How HubSpot Integrates Sales and Marketing

3 Minute Read |
January 17, 2020

“The hurt caused to companies (of any size) by the technology silos between marketing and sales departments will force a fundamental relook at how they deploy these technologies. Marketing & sales can no longer afford to be separated technologically or strategically – bridging the age-old gap has to happen now to ensure continued revenue growth.”

Satya Krishnaswamy, Head of Personalization, Adobe

If you believe the gap between Sales and Marketing functions in the B2B space is going to continue to close in the 2020s, look no further than the technology. While we can outline the many reasons sales and marketing departments have been at odds over the years, it’s safe to say there’s never been a time when getting these two on the same page has been easier.

For companies that use HubSpot, multiply that last sentence by 10x.

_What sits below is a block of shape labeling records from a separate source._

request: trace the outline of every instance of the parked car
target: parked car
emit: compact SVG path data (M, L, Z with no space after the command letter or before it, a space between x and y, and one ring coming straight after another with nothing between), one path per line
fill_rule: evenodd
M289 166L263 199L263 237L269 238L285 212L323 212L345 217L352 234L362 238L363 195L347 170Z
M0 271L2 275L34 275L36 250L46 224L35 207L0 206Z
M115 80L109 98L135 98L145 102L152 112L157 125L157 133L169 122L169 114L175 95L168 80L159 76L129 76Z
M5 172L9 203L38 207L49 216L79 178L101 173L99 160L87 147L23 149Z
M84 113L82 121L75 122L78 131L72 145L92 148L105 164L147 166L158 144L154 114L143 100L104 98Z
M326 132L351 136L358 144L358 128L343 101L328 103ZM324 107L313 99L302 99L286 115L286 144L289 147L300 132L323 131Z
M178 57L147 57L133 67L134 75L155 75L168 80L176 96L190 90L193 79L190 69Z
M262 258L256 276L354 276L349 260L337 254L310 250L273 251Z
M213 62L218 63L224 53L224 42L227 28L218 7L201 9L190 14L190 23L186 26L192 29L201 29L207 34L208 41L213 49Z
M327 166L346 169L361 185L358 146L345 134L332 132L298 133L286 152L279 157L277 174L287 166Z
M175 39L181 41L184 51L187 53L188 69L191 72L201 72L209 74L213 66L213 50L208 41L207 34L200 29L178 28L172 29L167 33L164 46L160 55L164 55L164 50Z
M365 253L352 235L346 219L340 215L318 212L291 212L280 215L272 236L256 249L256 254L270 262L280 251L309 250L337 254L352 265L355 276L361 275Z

Traditionally, HubSpot has marketed itself as a platform for inbound marketing. They created the category “inbound marketing,” and built the technology to support that function to great success in the mid-2000s and early 2010s. But the true strength of the platform has shifted.

Inbound used to promote itself through an “if you blog it, they will come” lens. Create compelling content, publish it on your blog, schedule it on your social media channels, and watch as your inbox gets flooded with leads! That part of inbound has and always will be a myth. But the part of inbound that DOES work is utilizing the content you’re creating in all parts of the customer lifecycle to help grow the company.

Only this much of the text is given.